The band had just started the Tubeway Army song “Down in the Park” and the first thought I had was, “WOW this is HEAVY and it is AWESOME.” My next thought was that this band is firing on all cylinders. They were already several weeks into the tour and obviously comfortable with the parts and their roles on stage. The whole band, including Mr. Numan, were dressed in the post-global warming ravaged-Earth garb of the people who inhabit the recently released concept album Savage (Songs from a Broken World). They reminded me somewhat of the Fremen who populate Frank Herbert’s desert planet Arrakis (Dune for you non-sci- fi types). They didn’t look like a bunch of guys in costumes, they looked like a gang coming to steal the water/gasoline/etc. from your poorly armed village. The song set the stage for the rest of the evening where classic songs (“Cars,” “Are Friends Electric?,” “Films,” M.e.”) were interspersed in about a 1 to 2 ratio with more recent songs including many off of Savage.

What was surprising to me, and what made the performance particularly good, was the band’s ability to make the new wave era songs sound right at home alongside the later industrial-rock material of the 2000s and 2010s. While the metal-ish vibe of the Pleasure Principle show I saw felt half-baked and slightly dated (rather than classic?), this performance felt like it had purpose and intention. Similar synth sounds were used on many songs that gave the set a cohesion that was noticeable and enjoyable.
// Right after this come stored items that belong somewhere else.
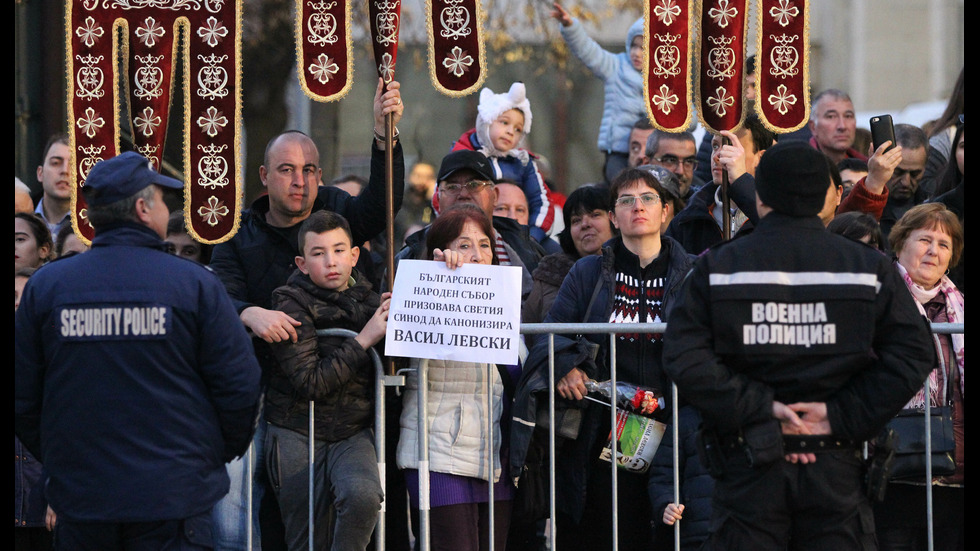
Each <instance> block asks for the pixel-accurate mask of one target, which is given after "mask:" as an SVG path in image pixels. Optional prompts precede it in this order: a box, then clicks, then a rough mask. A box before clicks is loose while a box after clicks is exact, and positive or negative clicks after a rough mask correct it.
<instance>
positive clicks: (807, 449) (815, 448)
mask: <svg viewBox="0 0 980 551" xmlns="http://www.w3.org/2000/svg"><path fill="white" fill-rule="evenodd" d="M860 445H861V443H860V442H856V441H854V440H848V439H843V438H834V437H833V436H810V435H789V434H786V435H783V446H784V449H785V451H786V453H818V452H829V451H836V450H854V449H857V448H859V447H860Z"/></svg>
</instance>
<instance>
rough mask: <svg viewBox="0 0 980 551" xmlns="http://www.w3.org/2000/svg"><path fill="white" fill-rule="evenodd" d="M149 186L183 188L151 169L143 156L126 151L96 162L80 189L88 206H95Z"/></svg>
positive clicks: (179, 184)
mask: <svg viewBox="0 0 980 551" xmlns="http://www.w3.org/2000/svg"><path fill="white" fill-rule="evenodd" d="M151 184H156V185H158V186H162V187H165V188H170V189H183V188H184V183H183V182H181V181H180V180H177V179H174V178H170V177H169V176H164V175H163V174H160V173H159V172H157V171H156V170H153V165H152V164H151V163H150V160H149V159H147V158H146V157H144V156H142V155H140V154H139V153H136V152H135V151H127V152H125V153H122V154H120V155H116V156H115V157H112V158H110V159H106V160H104V161H99V162H98V163H96V164H95V166H94V167H92V170H91V171H90V172H89V173H88V178H86V180H85V185H84V187H83V188H82V189H83V190H84V191H85V200H86V202H87V203H88V204H89V206H95V207H98V206H102V205H109V204H112V203H115V202H116V201H121V200H123V199H126V198H127V197H132V196H133V195H136V194H137V193H139V192H140V191H142V190H143V188H145V187H146V186H148V185H151Z"/></svg>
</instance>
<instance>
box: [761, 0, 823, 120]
mask: <svg viewBox="0 0 980 551" xmlns="http://www.w3.org/2000/svg"><path fill="white" fill-rule="evenodd" d="M758 6H759V11H758V14H759V15H758V18H759V35H758V45H757V49H756V51H757V54H756V64H755V67H756V91H757V95H756V100H755V106H756V111H757V112H758V113H759V117H760V118H761V119H762V122H763V123H764V124H765V125H766V126H767V127H768V128H769V129H770V130H772V131H773V132H792V131H794V130H798V129H799V128H801V127H802V126H803V125H804V124H806V123H807V121H808V120H809V119H810V53H809V44H810V23H809V9H810V8H809V4H808V3H807V2H806V0H759V4H758Z"/></svg>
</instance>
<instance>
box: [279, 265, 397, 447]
mask: <svg viewBox="0 0 980 551" xmlns="http://www.w3.org/2000/svg"><path fill="white" fill-rule="evenodd" d="M352 275H353V276H354V278H355V281H356V282H355V284H354V285H353V286H351V287H350V288H348V289H347V290H345V291H343V292H339V293H338V292H337V291H333V290H330V289H325V288H322V287H318V286H317V285H315V284H314V283H313V281H312V280H311V279H310V277H309V276H308V275H306V274H304V273H303V272H300V271H299V270H297V271H296V272H294V273H293V275H292V276H290V278H289V282H288V284H286V285H284V286H282V287H279V288H278V289H276V290H275V291H274V292H273V293H272V306H273V308H274V309H276V310H281V311H283V312H285V313H286V314H289V315H290V316H291V317H292V318H293V319H295V320H297V321H299V322H300V323H302V325H300V326H299V327H297V328H296V334H297V337H298V338H297V341H296V342H295V343H293V342H290V341H285V342H281V343H275V344H273V345H272V346H271V349H272V354H273V357H274V358H275V367H274V368H273V370H272V373H271V376H270V378H269V388H268V390H267V391H266V395H265V418H266V420H267V421H268V422H270V423H272V424H274V425H278V426H280V427H285V428H287V429H291V430H294V431H296V432H299V433H301V434H306V435H308V434H309V414H310V413H309V412H310V405H309V403H310V400H313V401H314V405H315V408H314V411H315V419H314V422H313V430H314V432H315V438H316V439H317V440H324V441H327V442H336V441H338V440H343V439H344V438H348V437H350V436H352V435H354V434H356V433H357V432H359V431H360V430H362V429H364V428H367V427H369V426H372V425H373V424H374V389H375V379H376V378H377V373H376V368H375V366H374V364H373V362H372V361H371V357H370V356H369V355H368V352H367V351H366V350H364V349H363V348H361V345H360V344H359V343H358V342H357V341H356V340H354V337H317V335H316V331H317V330H320V329H348V330H350V331H355V332H360V331H361V329H363V328H364V325H365V324H366V323H367V322H368V320H369V319H371V316H373V315H374V312H375V310H377V308H378V304H379V303H380V298H379V297H378V294H377V293H375V292H374V291H372V290H371V284H370V283H369V282H368V281H367V279H366V278H365V277H363V276H362V275H361V274H359V273H357V272H356V271H355V272H354V273H353V274H352Z"/></svg>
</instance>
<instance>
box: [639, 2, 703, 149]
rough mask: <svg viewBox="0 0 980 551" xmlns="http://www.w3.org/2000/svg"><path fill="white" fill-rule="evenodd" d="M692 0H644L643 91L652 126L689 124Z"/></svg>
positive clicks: (691, 112) (686, 127) (691, 49)
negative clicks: (644, 44)
mask: <svg viewBox="0 0 980 551" xmlns="http://www.w3.org/2000/svg"><path fill="white" fill-rule="evenodd" d="M693 4H694V0H647V1H646V2H644V6H643V8H644V12H643V14H644V21H645V29H644V33H643V36H644V37H645V39H646V42H647V43H646V50H645V51H646V62H645V63H644V67H643V92H644V95H645V96H646V101H647V114H648V116H649V117H650V122H651V123H652V124H653V126H654V127H655V128H658V129H660V130H664V131H667V132H680V131H683V130H686V129H687V127H688V126H689V125H690V124H691V118H692V105H691V95H692V94H691V85H690V83H691V79H690V73H691V52H692V47H691V46H692V41H693V37H692V36H691V17H692V14H693V13H694V11H693V9H692V6H693Z"/></svg>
Mr. Numan’s voice was exceptionally strong, and his signature yelp cut through the wall of guitar and synthesizers effortlessly. His comfort and natural demeanor on stage was a far cry from the anxious robot he became famous for being in the early 1980s. There was very little, if any, talking between songs. It was obvious that he was here to get down to business and rock the capacity crowd. The high quality production of the show was obvious throughout, as disorienting strobes flashed relentlessly along with the pummeling of drums one second, then the room was thrown in to darkness for one of many sudden breaks between song sections.

The highlight of the production for me was during “Cars,” as the lights became more static and the familiar turquoise and pink of the recent synth-wave revival dominated the stage. It almost felt as if Mr. Numan was saying, “Yes, I see you kids getting into this old music and rehashing it and jacking the art and aesthetic, but this is how it is done.”

Mr. Numan’s more recent material tends to follow a similar formula – industrial/synth driven, minor-key verses going into anthemic, guitar-driven choruses –
and the template continues to work for him. Standouts of the evening included “Here in the Black” off of 2013’s Splinter (Songs from a Broken Mind) and the first single from Savage, “My Name is Ruin.” The crowd was especially into “A Prayer for the Unborn” from Mr. Numan’s Pure, which was released in 2000. Some
could argue that the similarity of 3 different songs selected from 3 albums over 17 years might indicate a certain level of complacency, but I contend that Mr. Numan still has much to explore within the parameters he’s set for himself and we can hopefully look forward to more industrial-rock from him in the near (dystopian?) future.